Cryptid Naralon Forests 6

Travel journal Day Three Yesterday, as we travelled so far down along the shores that I no longer could see the end of the forest looking back, nor see the end looking onward; just as the dark, deep woods of Naralon, broken only by beaches, rivers and smaller trebarnii settlements seemed to fade into the background as old news, I saw it!

A most curious creature, awkwardly trundling along the shore, with a strange gait. From its lower jaw a long paddle-shaped beak jutted out, its upper jaw, equally long but in every other way its opposite, soft and supple, like a limb. Carrying its young in its snout! I asked the captain what it was, and if we could come closer to shore to get a better look. He said I would have to keep an eye out, as surely we would see more of them in the coming days.

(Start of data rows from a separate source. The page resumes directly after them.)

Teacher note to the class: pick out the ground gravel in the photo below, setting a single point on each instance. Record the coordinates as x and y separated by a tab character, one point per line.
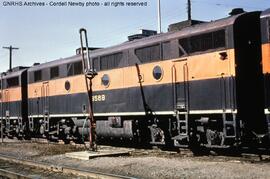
144	164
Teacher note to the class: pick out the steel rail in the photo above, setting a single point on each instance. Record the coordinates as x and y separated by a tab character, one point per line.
63	169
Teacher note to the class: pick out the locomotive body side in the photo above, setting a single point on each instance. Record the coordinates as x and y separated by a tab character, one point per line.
265	40
14	103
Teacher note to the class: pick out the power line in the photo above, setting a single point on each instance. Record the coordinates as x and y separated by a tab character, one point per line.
10	48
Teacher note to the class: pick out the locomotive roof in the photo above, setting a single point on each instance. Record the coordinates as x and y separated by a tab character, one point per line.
265	13
13	74
195	29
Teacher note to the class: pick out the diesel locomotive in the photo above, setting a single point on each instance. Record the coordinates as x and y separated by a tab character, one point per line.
203	85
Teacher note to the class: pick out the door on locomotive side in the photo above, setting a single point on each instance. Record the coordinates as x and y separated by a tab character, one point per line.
45	98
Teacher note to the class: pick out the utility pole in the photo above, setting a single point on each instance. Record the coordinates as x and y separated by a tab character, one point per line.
2	125
10	48
189	9
159	17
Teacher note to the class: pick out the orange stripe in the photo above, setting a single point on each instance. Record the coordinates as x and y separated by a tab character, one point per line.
266	58
204	66
11	94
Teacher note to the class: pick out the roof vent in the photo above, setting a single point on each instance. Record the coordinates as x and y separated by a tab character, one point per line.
78	50
143	33
181	25
236	11
35	64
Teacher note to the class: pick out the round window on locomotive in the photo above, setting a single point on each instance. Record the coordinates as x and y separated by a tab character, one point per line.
157	73
105	80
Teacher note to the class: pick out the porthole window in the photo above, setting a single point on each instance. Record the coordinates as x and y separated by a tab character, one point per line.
157	73
105	80
67	85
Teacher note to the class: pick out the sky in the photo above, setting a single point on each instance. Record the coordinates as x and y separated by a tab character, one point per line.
47	33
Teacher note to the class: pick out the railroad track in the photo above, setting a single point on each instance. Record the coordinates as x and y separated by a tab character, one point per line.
52	168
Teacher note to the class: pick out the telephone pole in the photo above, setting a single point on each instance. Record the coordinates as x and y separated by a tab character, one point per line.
189	9
159	17
10	48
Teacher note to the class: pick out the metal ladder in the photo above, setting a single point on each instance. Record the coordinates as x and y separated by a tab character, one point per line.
228	125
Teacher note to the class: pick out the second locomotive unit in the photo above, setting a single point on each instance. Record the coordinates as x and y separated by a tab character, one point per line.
188	87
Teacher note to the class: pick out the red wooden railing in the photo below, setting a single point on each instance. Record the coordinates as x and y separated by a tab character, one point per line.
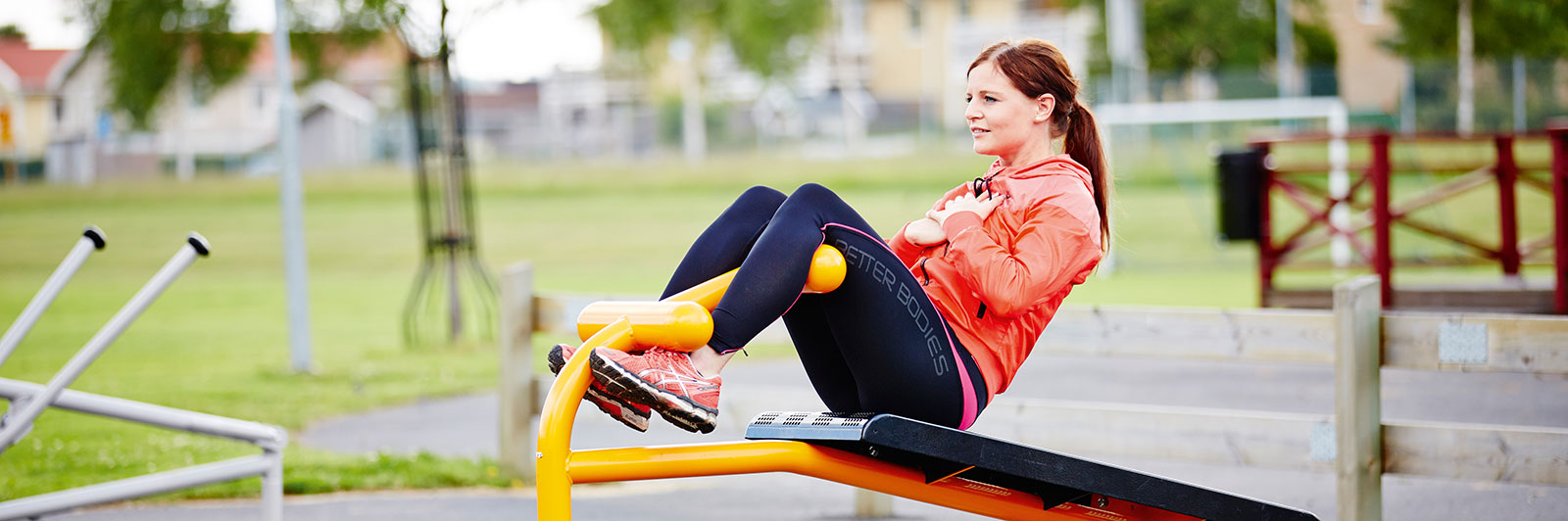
1382	213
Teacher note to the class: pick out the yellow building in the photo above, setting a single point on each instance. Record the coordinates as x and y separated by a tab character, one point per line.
1369	75
25	102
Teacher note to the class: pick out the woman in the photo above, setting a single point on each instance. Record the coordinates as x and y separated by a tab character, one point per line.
930	323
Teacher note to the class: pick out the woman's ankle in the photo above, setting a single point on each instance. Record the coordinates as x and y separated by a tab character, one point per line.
708	361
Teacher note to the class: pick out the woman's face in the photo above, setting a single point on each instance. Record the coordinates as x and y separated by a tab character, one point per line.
1003	119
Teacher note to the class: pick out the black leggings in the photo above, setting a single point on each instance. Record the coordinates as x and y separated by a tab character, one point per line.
877	344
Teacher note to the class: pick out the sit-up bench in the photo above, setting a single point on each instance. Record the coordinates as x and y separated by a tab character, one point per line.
977	460
883	452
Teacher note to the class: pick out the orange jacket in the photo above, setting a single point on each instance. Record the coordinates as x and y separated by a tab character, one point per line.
1000	281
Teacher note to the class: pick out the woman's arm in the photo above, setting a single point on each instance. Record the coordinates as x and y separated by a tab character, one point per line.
1051	250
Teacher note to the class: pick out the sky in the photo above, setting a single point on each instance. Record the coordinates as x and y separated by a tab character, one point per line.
494	39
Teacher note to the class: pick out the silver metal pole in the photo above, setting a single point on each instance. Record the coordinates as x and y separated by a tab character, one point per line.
267	437
273	487
20	422
137	487
1285	47
289	198
91	239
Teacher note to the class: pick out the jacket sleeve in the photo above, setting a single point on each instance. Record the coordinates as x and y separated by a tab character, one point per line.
906	250
1053	250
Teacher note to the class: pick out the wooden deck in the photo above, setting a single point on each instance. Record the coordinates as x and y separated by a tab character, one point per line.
1484	299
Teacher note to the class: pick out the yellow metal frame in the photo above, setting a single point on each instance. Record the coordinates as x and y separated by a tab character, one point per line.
640	325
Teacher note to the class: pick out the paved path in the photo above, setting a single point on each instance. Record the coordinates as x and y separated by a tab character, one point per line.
466	427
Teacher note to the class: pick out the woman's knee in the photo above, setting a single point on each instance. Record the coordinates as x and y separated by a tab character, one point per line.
812	198
814	192
760	195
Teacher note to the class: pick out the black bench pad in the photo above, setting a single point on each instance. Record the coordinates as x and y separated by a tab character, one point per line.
1053	476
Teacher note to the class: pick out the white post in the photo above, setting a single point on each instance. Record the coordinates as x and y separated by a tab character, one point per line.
1466	122
1340	182
184	156
694	129
91	240
517	393
292	208
1358	424
1285	47
273	485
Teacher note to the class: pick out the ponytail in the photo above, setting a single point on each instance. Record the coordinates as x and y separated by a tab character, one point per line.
1084	146
1039	68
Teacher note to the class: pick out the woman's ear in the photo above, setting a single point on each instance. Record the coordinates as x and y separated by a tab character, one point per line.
1045	106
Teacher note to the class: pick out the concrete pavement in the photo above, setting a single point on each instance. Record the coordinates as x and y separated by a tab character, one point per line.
466	427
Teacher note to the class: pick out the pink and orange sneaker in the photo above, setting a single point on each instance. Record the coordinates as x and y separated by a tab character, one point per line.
629	414
663	380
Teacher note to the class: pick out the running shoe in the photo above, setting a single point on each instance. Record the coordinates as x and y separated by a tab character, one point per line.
663	380
629	414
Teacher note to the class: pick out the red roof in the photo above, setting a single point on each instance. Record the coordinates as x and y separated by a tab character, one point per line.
31	65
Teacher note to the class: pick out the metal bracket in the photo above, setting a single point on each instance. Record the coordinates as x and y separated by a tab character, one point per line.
1462	343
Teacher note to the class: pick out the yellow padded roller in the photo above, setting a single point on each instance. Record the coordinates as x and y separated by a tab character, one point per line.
682	322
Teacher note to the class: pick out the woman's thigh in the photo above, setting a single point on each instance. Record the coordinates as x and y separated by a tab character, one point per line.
893	339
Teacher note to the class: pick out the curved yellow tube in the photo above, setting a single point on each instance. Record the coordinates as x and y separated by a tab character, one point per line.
678	325
553	481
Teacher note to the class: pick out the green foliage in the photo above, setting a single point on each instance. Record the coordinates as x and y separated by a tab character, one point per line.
151	41
762	35
12	31
1429	28
1196	35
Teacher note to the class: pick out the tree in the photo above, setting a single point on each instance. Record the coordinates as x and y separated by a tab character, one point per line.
762	35
1534	28
1184	36
1497	30
153	43
12	33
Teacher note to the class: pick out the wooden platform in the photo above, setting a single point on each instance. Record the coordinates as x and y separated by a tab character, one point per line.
1484	299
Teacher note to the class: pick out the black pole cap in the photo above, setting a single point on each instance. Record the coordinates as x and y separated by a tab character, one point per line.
196	240
96	234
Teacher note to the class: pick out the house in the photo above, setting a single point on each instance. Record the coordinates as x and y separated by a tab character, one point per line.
231	129
898	65
25	106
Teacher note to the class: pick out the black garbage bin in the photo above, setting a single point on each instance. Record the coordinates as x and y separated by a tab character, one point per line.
1241	182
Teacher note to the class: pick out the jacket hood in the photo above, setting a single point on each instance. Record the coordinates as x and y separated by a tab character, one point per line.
1055	166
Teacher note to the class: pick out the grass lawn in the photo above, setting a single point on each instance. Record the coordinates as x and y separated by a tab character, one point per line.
217	343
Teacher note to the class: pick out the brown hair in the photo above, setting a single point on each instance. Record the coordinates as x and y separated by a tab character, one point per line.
1037	68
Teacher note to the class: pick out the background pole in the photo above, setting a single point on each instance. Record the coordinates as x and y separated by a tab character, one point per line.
289	198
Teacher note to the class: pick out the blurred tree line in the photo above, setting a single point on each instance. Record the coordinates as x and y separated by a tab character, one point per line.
154	46
1197	36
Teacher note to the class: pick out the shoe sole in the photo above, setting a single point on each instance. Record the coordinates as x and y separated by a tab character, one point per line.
671	406
627	413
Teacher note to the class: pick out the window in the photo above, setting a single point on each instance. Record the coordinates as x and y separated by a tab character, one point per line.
1369	12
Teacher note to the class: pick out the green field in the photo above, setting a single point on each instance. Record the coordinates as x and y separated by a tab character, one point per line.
217	343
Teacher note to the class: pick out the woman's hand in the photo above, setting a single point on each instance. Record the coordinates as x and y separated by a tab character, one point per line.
966	203
924	232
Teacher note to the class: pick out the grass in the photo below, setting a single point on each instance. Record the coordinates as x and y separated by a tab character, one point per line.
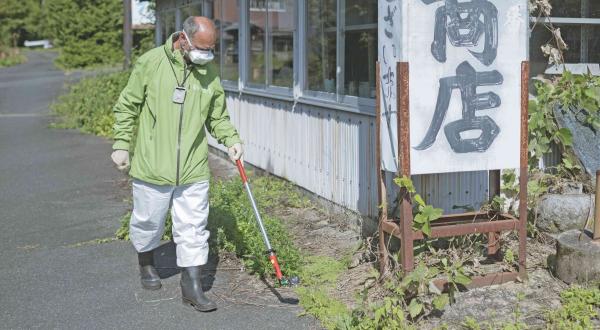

And he was right, the same night I saw one more, climbing the high branches of a tree. I don't understand how such a clumsy looking creature made it there. But such is their nature, reaching for something, a garkrid nest or some mollusc according to my travelling companions. They are apparently fond of eating anything that creeps, crawls or has a shell, they said. Using their long snout to dig and shift through the muds and sands of the beaches, or to break into nests or rotten logs, grabbing them and cracking their shells and then sucking their prey out of their carapace, or snorting smaller creatures up through their snout by the same technique of their muscular tongue, but directed through the choana to their nose rather than their mouth.

I am told they are often kept, or at least allowed to live alongside the trebarnii as pest control, or to clean boats of barnacles, and suck out shipworms. Others yet they say, are used to break into and disarm garkrid nests when collecting wild honey. Or even to collect live mussels and other seafood for their owners. I couldn't believe it but this morning I saw one swimming! It's muscular forearms propelling it through the water at surprising speed, and now I don't know what to expect.